“We are still seeing tepid consumption and discretionary spends. Things should start improving by the third quarter, with a clearer picture emerging in Q4,” Mistry said.
Banking, travel, cement, and two-wheelers among key buys
While Buoyant Capital remains constructive on banking stocks, Mistry said the fund has trimmed exposure slightly after an extended overweight position.
“We continue to like financials, but much of our incremental exposure is moving toward sectors that benefit from rural and middle-income transfers — such as travel, leisure, cement, and two-wheelers,” he said.
Mistry added that individual homebuilders, who form nearly 70% of cement demand, are likely to drive near-term momentum as state-level welfare spending and income transfers support non-discretionary consumption.
Liquidity and policy shifts shaping market tone
According to Mistry, policy actions in recent quarters — including state-level freebies worth nearly ₹5 lakh crore and tax and GST concessions by the Centre — have temporarily supported consumption, but at the expense of investment-led growth.“We’re seeing a shift from capex-intensive to consumption-driven growth.

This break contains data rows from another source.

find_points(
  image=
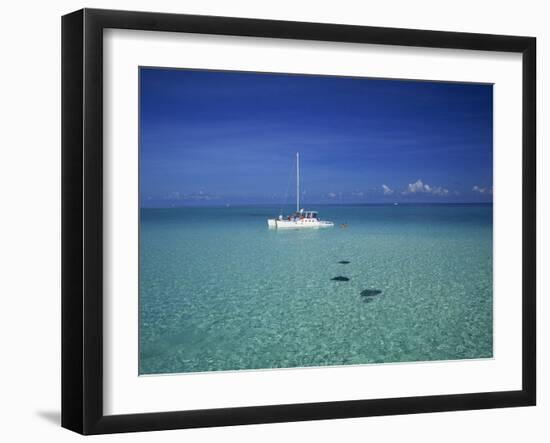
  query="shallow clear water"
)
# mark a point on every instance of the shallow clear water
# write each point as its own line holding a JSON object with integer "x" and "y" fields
{"x": 220, "y": 291}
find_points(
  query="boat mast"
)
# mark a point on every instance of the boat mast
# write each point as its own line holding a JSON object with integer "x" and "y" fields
{"x": 297, "y": 182}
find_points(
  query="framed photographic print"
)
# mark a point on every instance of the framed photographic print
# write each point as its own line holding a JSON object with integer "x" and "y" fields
{"x": 269, "y": 221}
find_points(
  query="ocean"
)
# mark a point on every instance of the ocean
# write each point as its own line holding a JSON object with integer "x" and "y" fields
{"x": 219, "y": 291}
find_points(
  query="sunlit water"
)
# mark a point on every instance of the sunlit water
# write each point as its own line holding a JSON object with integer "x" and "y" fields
{"x": 220, "y": 291}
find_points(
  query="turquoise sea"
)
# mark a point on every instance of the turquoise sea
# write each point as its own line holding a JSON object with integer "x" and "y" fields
{"x": 220, "y": 291}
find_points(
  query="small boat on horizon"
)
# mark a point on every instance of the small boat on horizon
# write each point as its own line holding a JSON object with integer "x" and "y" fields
{"x": 301, "y": 218}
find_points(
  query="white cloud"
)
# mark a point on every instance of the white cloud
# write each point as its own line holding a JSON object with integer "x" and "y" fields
{"x": 481, "y": 190}
{"x": 419, "y": 187}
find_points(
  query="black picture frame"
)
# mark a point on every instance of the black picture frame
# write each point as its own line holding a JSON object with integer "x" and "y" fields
{"x": 82, "y": 220}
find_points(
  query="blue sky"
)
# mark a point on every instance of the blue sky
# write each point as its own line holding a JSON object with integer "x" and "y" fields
{"x": 210, "y": 137}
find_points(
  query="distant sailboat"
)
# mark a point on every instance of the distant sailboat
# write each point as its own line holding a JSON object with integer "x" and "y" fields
{"x": 301, "y": 218}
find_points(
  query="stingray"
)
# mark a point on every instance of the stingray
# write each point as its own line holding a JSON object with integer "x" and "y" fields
{"x": 340, "y": 278}
{"x": 370, "y": 292}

However, liquidity tightening by the RBI in 2024 is now reflecting in weaker earnings momentum,” he explained.He expects conditions to improve gradually in early 2025 as liquidity normalizes and the rupee stabilizes.
Primary market frenzy raises valuation concerns
Commenting on Lenskart’s tepid listing, Mistry said valuations across several IPOs appear excessive relative to fundamentals.
“We stayed away from the Lenskart IPO. These are great businesses, but the valuations at listing rarely hold up across cycles,” he said, adding that value-conscious investors should remain cautious.
Smallcaps still resilient, but FIIs yet to return fully
While foreign investors continue to remain cautious, Mistry highlighted that domestic inflows of nearly $60 billion in the past 12 months have kept markets buoyant.
“If household equity allocation rises from 5.6% today to even 10% in a few years, domestic flows could double — making India’s small and midcaps structurally resilient,” he said.
However, he warned that high valuations and rupee depreciation are still deterring FIIs from making a strong comeback.